Nous rencontrons les deux jeunes femmes dans un court instant de respiration entre deux institutions régulant la place de la femme: le couvent et le mariage. Car la place de la femme est au centre même du film. Sa place dans le monde artistique, sa reconnaissance professionnelle, sa place dans la famille, sa réalité biologique, sa prétendue passivité. C’est comme si on donnait enfin une « backstory » à ces personnages qui sont d’habitude dans l’ombre : le sujet d’un tableau, la fille de l’artiste, la domestique. Car il ne faut pas oublier en plus de Marianne et Héloïse, Sophie (Luàna Bajram) la dame de compagnie, à qui on donne enfin une vraie ligne narrative.
Ce film est pour moi une réflexion sur la sortie de la passivité féminine. Il ne s’agit pas d’une simple adoration et fascination d’une muse, mais d’une sorte de collaboration tragique, car elle n’a pour objet que leur séparation. Aucune des deux protagonistes ne perd de vue ce qui est en jeu ici, il s’agit tout de même de peindre le portrait de mariage d’Héloïse, Marianne participant ainsi activement à sa promesse à un autre.
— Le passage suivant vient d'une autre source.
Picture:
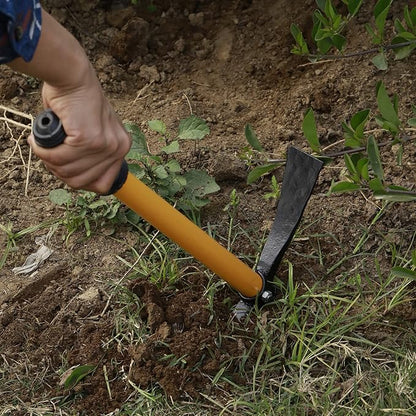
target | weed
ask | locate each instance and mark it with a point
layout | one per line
(329, 25)
(364, 167)
(163, 173)
(86, 209)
On est loin, très loin d’Hollywood. Il n’y a aucune occupation d’espace qui ne serait pas nécessaire, tout est presque mis à nu dans une merveilleuse esthétique brute. On se sent immergé.e dans ce monde aux allures de peinture, de fresque, symbolisant une douce mise en abîme. Les musiques y sont rares et dès lors puissantes, presque déchirantes. On ne cherche pas à occuper le.la spectateur.rice à tout prix. On cherche à subtilement le.la ramener à cet instant présent, cet instant précieux. À cette rencontre, à ce regard, à la beauté de s’aimer, sans toujours s’appartenir.
Je vous laisse découvrir le trailer ci-dessous – rendez-vous en salle !
Le film est actuellement en projection aux Scala à Genève, et partout en Suisse romande.
Il sera également diffusé dans le cadre du festival du film LGBTIQ+ de Genève (Everybody’s perfect), le samedi 12 octobre à 21h; le mercredi 16 octobre à 16h15 et le samedi 19 octobre à 12h.